The Filipino forces were better able to fight an insurgency than a conventional fight.  They had experience fighting this kind of conflict against the Spanish in 1896-1897.  The geography was in their favor too:  the Philippines was composed of 7,000 islands (with a population of over seven million).  The insurgents were from the areas they were fighting in, spoke the language, understood the culture, and knew the terrain.  There were groups of full time partisans who operated in the countryside while a part-time militia remained in the towns.  The Republican government also established municipal and provincial governments and these later served as the insurgent underground government infrastructure.  These shadow elements collected taxes, supervised the organization of supplies, gathered intelligence about the US Army, hid guerillas, and intimidated those that worked with the Americans.[4]

By December 1899, the Americans under General Otis controlled the majority of the Philippines, had overwhelmed the Republican army, and were pursuing Aguinaldo and the remnants of his leadership.  Otis was convinced the war was, for the most part, over.  As occurred in Iraq in 2003, however, the Americans failed to understand that the war had transitioned from a conventional phase to an insurgency.[5]

One of the key reasons for success in any counterinsurgency effort is small-unit leadership.  This was certainly the case for the US Army in the Philippines.  US Army junior officers were in charge of small garrisons in isolated districts where they were expected to pacify the area, create local government, and engage in infrastructure development.  US army posts in the Philippines increased from several dozen by the end of 1899 to 639 two years later. The junior officers leading these posts quickly realized that Otis was incorrect in believing the war was over and that civic pacification programs would be enough to garner Filipino support.  They struggled, initially, to build municipal governments, as many of the townspeople were either supporting the guerrillas or were afraid the guerrillas.  Despite the initial frustrations, stumbles, and failures, the junior officers adapted to the environment and began developing counterinsurgency efforts tailored to succeed in their areas. Those that did not were eventually replaced.[6]

The successful officers engaged in many activities to defeat the insurgents.  They collected intelligence; hired Filipino auxiliaries to assist them even when Manila did not support this policy; used policies such as crop burning, food rationing, and concentration to isolate the population from the insurgents; and developed ways to reward Filipinos who supported US efforts, while penalizing those that did not.  The US Army had no counterinsurgency doctrine and leaders at the tactical level, at least in the beginning of the guerrilla fight, received inadequate guidance from the generals running the war in Manila.  Andrew Birtle believes one of the key reasons for US success in the Philippines was how US Army junior officers’ were willing to use trial and error to learn how to conduct counterinsurgency.  The junior officers were the tip of the spear in the fight.  Without their adaptability and initiative, the US Army would have been hard pressed to succeed in Philippines.[7]

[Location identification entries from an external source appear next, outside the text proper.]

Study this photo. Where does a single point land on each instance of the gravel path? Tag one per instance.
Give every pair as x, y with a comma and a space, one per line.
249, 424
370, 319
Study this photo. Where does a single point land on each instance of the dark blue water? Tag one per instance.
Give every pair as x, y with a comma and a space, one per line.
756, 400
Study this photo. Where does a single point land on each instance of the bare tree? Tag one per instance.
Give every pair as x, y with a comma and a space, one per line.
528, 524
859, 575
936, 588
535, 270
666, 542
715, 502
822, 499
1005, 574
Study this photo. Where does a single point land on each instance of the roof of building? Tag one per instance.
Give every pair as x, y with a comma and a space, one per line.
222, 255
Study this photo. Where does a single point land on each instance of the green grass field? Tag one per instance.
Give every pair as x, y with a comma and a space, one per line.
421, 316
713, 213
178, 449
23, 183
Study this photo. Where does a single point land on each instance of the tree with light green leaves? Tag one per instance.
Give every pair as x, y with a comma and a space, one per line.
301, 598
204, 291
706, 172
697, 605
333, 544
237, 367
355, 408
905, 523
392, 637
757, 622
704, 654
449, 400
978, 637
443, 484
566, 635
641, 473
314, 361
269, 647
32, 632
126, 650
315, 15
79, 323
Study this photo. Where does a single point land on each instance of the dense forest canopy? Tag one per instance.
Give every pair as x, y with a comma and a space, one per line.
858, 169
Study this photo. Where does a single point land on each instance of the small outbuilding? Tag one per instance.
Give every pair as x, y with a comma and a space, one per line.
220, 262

Similar to the Philippines campaign, small unit leadership remains a core of counterinsurgency efforts in the present day.  Chapter Seven of FM 3-24 focuses exclusively on “Leadership and Ethics for Counterinsurgency.”  Paragraph 7-15 says, “Success in COIN operations requires small-unit leaders agile enough to transition among many types of missions and able to adapt to change…alert junior leaders recognize the dynamic context of a tactical situation and can apply informed judgment to achieve the commander’s intent in a stressful and ambiguous environment.” Additionally, Paragraph 1-157 of FM 3-24 says, “Many important decisions are not made by generals.”  Small unit leadership was essential in helping turn the tide in Iraq and it has played a critical role in the current effort in Afghanistan.[8]